I was trying to integrate a probe for https://www.mapper.ntppool.org/ into one of my web pages, but found that it is not working at least with Firefox default settings. The issue seems to relate to OCSP stapling:
The certificate on www.mapper.ntppools requires the browser to ensure a stapled OCSP response is present in the TLS handshake. However, it seems the server is not including such a stapled OCSP response, thus Firefox refuses to load the resource behind the URL.
@PoolMUC welcome to the community!
Correct observation, the server should send the OCSP status response, or the certificate should not contain the “OCSP must staple” option.

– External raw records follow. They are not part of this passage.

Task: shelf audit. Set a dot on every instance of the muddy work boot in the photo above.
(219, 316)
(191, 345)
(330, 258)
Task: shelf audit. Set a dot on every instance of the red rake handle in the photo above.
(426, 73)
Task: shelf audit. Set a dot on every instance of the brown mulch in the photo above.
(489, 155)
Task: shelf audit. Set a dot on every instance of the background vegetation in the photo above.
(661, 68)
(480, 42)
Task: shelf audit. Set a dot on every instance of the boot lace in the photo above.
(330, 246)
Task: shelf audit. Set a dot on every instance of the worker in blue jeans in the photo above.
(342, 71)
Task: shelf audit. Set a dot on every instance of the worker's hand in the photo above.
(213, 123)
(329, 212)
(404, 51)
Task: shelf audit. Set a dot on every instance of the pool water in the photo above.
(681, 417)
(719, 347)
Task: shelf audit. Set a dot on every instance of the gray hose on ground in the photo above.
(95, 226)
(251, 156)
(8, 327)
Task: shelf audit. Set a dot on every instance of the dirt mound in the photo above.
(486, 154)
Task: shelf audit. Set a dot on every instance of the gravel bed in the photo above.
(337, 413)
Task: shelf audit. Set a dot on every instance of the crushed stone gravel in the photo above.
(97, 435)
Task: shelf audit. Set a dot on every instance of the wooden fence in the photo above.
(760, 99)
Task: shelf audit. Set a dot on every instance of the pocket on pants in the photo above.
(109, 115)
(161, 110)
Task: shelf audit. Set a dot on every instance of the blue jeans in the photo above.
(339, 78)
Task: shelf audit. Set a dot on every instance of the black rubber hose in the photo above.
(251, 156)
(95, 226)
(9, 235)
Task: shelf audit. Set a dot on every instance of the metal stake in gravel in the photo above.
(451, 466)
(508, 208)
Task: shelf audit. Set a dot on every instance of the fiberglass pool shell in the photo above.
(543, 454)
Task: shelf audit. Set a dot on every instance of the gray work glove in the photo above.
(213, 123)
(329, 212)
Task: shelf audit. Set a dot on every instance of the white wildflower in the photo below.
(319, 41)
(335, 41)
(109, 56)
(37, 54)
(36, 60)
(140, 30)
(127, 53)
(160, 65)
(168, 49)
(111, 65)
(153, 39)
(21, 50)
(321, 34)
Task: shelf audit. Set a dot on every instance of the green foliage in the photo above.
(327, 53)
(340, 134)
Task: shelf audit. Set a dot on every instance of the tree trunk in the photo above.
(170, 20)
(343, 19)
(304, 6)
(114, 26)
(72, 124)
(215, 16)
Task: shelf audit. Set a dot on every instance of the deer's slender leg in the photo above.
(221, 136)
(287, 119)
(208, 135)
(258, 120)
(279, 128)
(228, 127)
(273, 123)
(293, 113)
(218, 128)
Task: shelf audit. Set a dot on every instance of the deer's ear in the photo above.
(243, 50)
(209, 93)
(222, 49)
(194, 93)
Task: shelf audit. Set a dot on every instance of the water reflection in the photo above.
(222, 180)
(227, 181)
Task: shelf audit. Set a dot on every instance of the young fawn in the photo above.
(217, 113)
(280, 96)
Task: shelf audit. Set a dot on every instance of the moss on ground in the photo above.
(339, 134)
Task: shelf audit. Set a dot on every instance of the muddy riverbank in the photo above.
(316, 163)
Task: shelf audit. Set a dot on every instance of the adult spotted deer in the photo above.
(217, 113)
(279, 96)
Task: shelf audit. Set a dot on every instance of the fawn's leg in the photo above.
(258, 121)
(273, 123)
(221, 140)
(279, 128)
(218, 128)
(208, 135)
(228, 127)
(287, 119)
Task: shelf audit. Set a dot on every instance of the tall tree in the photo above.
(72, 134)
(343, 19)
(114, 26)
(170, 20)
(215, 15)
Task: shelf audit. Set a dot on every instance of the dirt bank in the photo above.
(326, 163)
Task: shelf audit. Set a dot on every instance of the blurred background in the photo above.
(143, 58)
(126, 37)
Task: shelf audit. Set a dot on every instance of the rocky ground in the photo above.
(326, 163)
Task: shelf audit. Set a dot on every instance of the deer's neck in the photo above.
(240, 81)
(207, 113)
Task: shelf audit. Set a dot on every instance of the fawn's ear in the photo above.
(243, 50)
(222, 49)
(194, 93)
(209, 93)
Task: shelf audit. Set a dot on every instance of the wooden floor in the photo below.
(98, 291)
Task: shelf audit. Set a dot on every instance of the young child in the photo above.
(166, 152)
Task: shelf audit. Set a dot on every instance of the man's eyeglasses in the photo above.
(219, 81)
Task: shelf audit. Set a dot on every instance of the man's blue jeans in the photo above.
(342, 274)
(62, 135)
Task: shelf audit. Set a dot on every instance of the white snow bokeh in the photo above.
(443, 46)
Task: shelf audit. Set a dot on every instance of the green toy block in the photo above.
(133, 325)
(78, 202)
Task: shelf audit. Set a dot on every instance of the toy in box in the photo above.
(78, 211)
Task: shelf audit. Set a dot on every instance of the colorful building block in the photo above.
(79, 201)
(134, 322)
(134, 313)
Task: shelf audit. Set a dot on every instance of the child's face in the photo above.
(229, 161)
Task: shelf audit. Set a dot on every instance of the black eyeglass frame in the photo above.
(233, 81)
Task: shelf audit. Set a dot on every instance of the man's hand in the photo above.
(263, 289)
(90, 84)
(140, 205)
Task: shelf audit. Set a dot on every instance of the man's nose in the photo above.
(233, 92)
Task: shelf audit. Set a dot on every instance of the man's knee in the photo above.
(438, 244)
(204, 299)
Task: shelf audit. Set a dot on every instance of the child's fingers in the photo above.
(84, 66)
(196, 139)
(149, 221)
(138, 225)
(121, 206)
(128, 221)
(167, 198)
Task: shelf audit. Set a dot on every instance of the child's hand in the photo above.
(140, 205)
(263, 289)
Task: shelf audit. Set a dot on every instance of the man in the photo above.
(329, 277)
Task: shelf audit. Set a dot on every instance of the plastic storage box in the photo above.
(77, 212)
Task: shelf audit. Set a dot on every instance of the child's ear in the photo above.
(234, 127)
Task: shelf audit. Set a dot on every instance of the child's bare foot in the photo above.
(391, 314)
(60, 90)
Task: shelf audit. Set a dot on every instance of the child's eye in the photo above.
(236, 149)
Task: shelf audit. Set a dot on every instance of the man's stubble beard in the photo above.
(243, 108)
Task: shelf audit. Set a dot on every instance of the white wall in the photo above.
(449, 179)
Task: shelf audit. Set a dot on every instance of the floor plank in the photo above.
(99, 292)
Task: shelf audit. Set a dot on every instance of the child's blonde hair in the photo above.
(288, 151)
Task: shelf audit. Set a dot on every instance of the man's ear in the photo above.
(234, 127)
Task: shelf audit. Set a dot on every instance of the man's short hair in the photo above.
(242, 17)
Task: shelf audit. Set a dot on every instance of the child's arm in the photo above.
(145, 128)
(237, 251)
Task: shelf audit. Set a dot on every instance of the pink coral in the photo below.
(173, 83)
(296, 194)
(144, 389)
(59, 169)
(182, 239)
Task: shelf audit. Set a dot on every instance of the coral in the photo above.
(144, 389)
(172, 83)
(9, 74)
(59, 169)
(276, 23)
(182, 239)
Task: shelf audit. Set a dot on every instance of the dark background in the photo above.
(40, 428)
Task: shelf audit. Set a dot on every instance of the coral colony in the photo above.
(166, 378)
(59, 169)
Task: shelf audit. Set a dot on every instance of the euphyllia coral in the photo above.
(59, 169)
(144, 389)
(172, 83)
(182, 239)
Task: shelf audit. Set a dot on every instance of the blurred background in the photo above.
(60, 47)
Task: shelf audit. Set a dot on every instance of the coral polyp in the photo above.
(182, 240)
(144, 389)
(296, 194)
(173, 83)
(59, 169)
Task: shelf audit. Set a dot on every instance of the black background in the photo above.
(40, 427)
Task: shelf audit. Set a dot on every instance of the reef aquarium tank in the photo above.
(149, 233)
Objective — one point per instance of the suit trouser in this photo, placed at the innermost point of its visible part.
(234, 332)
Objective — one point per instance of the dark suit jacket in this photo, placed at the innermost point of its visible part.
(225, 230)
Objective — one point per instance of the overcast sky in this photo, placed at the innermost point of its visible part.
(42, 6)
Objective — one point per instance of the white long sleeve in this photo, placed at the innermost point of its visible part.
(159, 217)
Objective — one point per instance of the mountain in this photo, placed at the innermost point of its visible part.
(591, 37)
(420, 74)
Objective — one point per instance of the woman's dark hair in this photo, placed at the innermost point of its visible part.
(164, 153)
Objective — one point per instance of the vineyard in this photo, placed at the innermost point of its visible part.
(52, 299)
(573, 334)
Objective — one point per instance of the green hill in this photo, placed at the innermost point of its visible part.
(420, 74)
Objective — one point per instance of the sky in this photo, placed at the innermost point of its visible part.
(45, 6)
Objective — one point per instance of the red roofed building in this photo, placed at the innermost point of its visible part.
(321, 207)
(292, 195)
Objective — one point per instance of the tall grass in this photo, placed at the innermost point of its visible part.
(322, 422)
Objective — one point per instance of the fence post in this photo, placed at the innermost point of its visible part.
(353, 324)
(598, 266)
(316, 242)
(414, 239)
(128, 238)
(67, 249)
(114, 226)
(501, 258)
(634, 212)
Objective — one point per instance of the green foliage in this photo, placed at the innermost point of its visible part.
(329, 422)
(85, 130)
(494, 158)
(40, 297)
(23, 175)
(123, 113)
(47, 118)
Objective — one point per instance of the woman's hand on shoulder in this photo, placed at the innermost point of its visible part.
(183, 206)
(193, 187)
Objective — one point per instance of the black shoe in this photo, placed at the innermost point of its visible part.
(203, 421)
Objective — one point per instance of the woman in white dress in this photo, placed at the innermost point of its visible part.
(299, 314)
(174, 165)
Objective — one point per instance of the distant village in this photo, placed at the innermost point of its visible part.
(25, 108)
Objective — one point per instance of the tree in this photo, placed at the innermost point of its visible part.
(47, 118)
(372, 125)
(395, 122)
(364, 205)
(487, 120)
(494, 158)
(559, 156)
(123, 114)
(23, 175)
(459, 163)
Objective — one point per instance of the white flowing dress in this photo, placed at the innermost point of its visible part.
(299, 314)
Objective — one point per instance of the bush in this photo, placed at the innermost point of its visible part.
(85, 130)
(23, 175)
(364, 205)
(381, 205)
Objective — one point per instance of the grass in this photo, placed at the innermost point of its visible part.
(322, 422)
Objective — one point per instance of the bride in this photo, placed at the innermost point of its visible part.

https://www.ssllabs.com/ssltest/analyze.html?d=www.mapper.ntppool.org
I see the same on ssllabs.com, but I can’t figure out where in the certificate it’s set.
I don’t see in openssl s_client -connect www.mapper.ntppool.org:443 | openssl x509 -noout -text where OCSP must-staple comes from? (I also had trouble finding other examples on the internet with that attribute to compare …)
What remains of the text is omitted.